A l’époque des débuts de Molière, le faux bel esprit achevait d’envahir la France. Un jargon presque inintelligible, une galanterie ampoulée, du phébus dans l’expression de tous les sentiments, avaient usurpé, à Paris, comme dans la province, la place du naturel. Les Précieuses ridicules, parurent, et le naturel reprit son empire, et notre belle langue échappa à la ruine qui la menaçait.
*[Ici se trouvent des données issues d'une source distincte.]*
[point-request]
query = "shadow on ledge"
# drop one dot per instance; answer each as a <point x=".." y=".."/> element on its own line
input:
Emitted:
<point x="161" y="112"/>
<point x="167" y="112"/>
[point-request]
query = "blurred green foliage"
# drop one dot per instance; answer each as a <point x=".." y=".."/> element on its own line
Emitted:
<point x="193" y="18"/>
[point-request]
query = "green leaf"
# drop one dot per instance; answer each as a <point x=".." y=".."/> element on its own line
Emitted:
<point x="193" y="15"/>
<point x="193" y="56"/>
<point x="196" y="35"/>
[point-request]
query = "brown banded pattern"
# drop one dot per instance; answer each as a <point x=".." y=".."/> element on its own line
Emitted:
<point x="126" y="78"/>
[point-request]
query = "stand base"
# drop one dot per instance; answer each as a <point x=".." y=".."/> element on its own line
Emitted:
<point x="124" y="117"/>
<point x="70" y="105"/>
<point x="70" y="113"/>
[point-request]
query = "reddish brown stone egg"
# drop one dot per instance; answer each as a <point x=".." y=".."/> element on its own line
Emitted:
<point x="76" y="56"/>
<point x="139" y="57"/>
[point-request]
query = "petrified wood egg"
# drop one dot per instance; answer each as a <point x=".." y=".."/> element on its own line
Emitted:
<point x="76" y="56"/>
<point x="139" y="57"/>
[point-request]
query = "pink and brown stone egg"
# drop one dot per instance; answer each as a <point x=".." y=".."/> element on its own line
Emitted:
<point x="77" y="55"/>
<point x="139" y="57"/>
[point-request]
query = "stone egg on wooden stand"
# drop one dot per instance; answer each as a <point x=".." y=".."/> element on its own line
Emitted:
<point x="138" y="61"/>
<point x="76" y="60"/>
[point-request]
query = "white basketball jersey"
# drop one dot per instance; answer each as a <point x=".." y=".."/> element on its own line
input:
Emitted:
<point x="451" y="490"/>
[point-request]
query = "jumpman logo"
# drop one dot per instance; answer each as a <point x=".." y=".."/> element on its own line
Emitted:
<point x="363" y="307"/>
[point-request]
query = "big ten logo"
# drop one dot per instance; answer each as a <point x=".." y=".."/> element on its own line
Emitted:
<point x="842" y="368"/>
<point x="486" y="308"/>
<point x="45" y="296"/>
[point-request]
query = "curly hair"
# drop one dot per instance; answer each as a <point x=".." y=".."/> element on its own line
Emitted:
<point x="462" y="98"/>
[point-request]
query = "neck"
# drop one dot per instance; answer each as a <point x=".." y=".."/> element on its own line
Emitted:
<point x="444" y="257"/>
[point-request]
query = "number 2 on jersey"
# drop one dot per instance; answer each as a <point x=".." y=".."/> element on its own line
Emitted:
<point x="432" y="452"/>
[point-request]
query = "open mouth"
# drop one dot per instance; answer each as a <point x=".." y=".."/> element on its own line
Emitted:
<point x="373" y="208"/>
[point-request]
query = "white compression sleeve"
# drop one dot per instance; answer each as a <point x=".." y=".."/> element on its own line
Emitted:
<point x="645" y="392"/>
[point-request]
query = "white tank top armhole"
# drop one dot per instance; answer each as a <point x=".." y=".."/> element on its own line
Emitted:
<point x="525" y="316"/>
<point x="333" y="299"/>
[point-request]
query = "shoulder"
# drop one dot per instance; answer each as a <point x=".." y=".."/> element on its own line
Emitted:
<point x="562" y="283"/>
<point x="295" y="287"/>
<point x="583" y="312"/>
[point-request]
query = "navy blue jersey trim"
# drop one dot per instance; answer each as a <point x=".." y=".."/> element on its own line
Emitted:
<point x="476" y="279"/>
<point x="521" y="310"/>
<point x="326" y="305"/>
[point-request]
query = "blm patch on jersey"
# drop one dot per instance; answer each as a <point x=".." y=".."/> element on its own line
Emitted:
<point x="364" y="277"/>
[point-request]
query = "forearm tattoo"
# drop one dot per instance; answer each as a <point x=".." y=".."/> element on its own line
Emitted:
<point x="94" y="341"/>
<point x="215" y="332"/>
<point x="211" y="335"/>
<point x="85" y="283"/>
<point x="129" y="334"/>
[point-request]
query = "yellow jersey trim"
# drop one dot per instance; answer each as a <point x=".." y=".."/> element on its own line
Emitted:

Buffon disait : « Le style, c’est l’homme, » D’un seul trait, le grand peintre établissait ainsi les vrais rapports de l’auteur et de l’œuvre. Il aurait pu ajouter que dans un pays enclin à l’imitation, le mauvais style de quelques auteurs en renom, suffirait pour infecter les œuvres de tous et dénaturer le caractère national. Un petit acte de Molière préserva la France de ce malheur.

On chercherait vainement un vice, disons mieux, un ridicule, un simple travers, dont les moralistes dogmatiques aient réellement guéri les hommes. Molière, a été plus heureux. Voulez-vous connaître le langage fade et alambiqué des ruelles, des salons de l’hôtel de Rambouillet ? Lisez la comédie où Molière le balaya d’un revers de sa plume ; la société n’en offre plus de traces.

Molière a eu, dans les Femmes savantes, l’honneur d’anéantir le plus lourd, le plus insupportable des ridicules : l’abus de l’érudition.

Il n’est pas d’esprit sincèrement, consciencieusement voué à l’étude, qui ne le remercie aussi d’avoir flagellé le savoir dégradé par le pédantisme, et la manie des lectures de société.